The Rapture have changed, too. They've lost charmingly rambunctious bassist Mattie Safer and shed some of the weight of being the Next Big Thing. Their songs, once throbbing and physical, have shifted their concerns to a decidedly higher plane. The band's upcoming third record, the beatific In the Grace of Your Love, pushes past the jittery post-punk and dancefloor hedonism that defined their early work toward a kind of day-glo Gospel: Its songs burst with ecstatic "hallelujahs" and pivot on references to grace and a "loving Spirit," but, like the best spiritual music, they contain enough contradiction to keep their exact meaning elusive.
It was that dichotomy between past and present, flesh and spirit, that was most deeply felt over the course of their sweaty, triumphant hometown return performance.Opening with a riveting, reverent run through the September album's title track, the group leavened numbers of startling physicality with those of an almost unearthly transcendence. Unsurprisingly, it was the older material that fared best.
"Whoo! Alright Yeah...Uh Huh" built to a frenzy, its loping, liquid bass cut with Jenner's icy shards of guitar. "Echoes" felt breathless, drummer Vito Roccoforte piloting its rollicking rollercoaster rhythm head-on into final pile-of-noise no-wave skronk freakout. And "House of Jealous Lovers," which arrived roughly midway through the night, was greeted like a homecoming hero, all hands high in celebration, all bodies twitching and twisting in perfect time.
The songs may be nearing a decade in age, but they've lost none of their blunt force -- they still deliver taut, throbbing grooves that weight dance music's hurtling freneticism with rock's primal wallop.
But though it wasn't as immediately rewarding, there was something strange and beguiling about the group's newer material.
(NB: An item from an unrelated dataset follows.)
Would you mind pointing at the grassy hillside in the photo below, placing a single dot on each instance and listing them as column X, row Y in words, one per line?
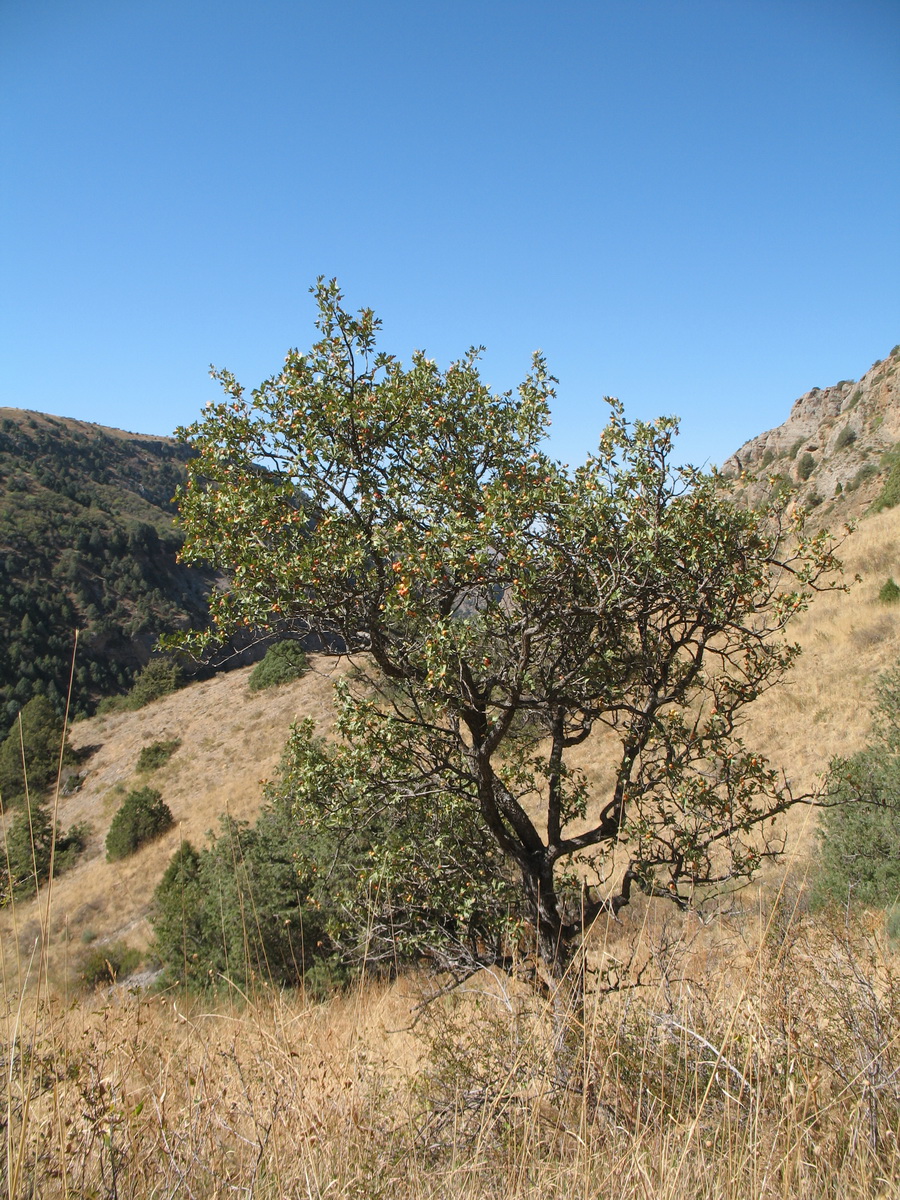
column 87, row 541
column 751, row 1057
column 232, row 738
Where the older songs concentrated on sustaining a worried groove, the numbers from Grace instead lifted to a kind of angelic glide, working their magic through controlled dynamics rather than repeated, sustained attack. There were frequent, long passages of wordless vocalizing from Jenner that suggested both American Gospel and Indian qawwali. In "Sail Away," he elongated syllables until they took on a nearly mantra-like gravity.
Jenner is hardly an electrifying frontman -- he prefers a haunted stare to sweeping gesture -- but he seemed game on Saturday, engage in a few jubilant gestures, raising his arms to call for more applause and bobbing blissfully by the drum riser during the many extended instrumentals. The new songs may be lyrically spare, but they feel both strangely trenchant and distinctly his.
Late in the set they played "How Deep is your Love," their lithe, shimmering new single. Like most of the songs on Grace, it is cool and controlled, and its lyrics are both simple and direct: "All the love that you've given me/ it helps me see what's right," Jenner crooned as a baleful piano banged away behind him. The verses may seem forthright in phrasing but they're oblique in meaning -- was he directing his gratitude toward a higher power, a physical lover, or to the undulating bodies in the room that had done him the great honor of waiting for his band's return? As with the best gospel music, the most likely answer was, "All of the above."